I stumbled backwards beneath her weight and fell on my behind. Kicking me savagely in the leg, she slammed her room door and fell heavily across her bed. I scrabbled back onto my feet and whammed my fist repeatedly against her door.
"You don't ever go near him again. You hear me? He's bad! Bad!"
"You's bad! Get away! Get away!" she muffled through her pillow.
"Are you listenin' to me?" I yelled.
Silence. Giving her door one last thump, I went back to the kitchen and, jamming a chair beneath the doorknob, started cleaning Shine's cigarette ashes and spit off the floor, taking time to check out the window every two minutes in case Shine come back. The cleaning done, I unjammed the door and went outside and sat on the grassy spot to keep watch. It was still early, yet a blue haze covered the far-side hills, making for another hot, sultry day. At least she never got drunk last night, I thought, leaning back against the side of the house, using my sweater for a pillow. I closed my eyes tiredly, having hardly slept a wink the night before, and in what felt like minutes, sat up with a start, rubbing at my face. Sid was squat besides me, tickling my nose with a blade of grass.

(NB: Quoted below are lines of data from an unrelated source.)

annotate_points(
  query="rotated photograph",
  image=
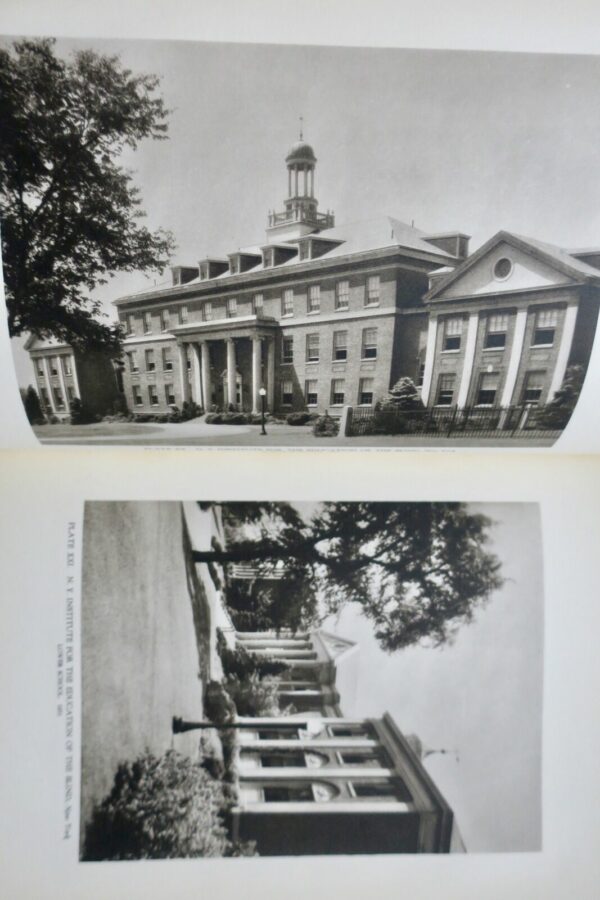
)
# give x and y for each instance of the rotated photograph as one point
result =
(298, 246)
(289, 679)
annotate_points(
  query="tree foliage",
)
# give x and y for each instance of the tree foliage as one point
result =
(418, 570)
(159, 808)
(70, 214)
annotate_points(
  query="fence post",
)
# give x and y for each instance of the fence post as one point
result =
(346, 422)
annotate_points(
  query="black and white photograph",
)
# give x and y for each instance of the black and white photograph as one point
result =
(246, 245)
(310, 678)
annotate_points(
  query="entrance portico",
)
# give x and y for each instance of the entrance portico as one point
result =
(231, 360)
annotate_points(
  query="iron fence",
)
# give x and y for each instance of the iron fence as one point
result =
(525, 422)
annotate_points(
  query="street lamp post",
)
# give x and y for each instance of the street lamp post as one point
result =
(263, 394)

"I'm giving you another chance, sleepyhead," he said mockingly.
I hung my head sheepishly, then started speaking in a flurry of blurts.

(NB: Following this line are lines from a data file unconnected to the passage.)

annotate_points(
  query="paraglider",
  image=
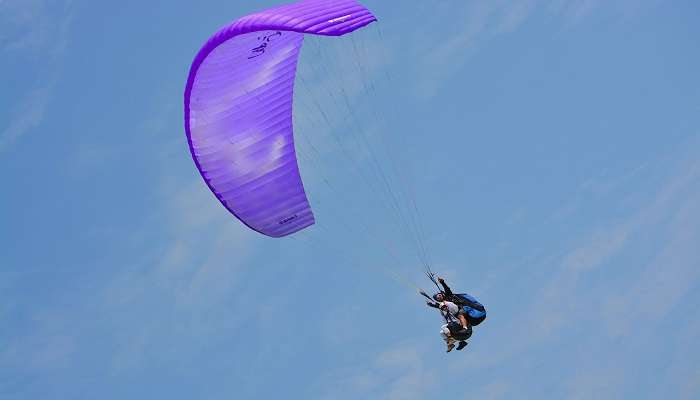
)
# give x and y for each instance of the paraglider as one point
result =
(238, 110)
(460, 311)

"Shine was here. Last night, with his dog. I hid in the closet and this mornin' he come lookin' for me."
"Jesus a "
"He didn't find me."
"Christ!" He slumped besides me with relief, then was on his knees, his hands on mine. "You're not safe here, Kit. We have to get you out of here."
I shook my head, covering my face with my hands.
"God, I'm sorry, Kit." He wrapped his arms around me, cradling me, his face against mine. "I should never have left you the way I did. I was such an ass."
"No, I shouldn't have said what I said," I whimpered.
He pulled my hands away from my face and whispered softly, his nose a hair's width from mine.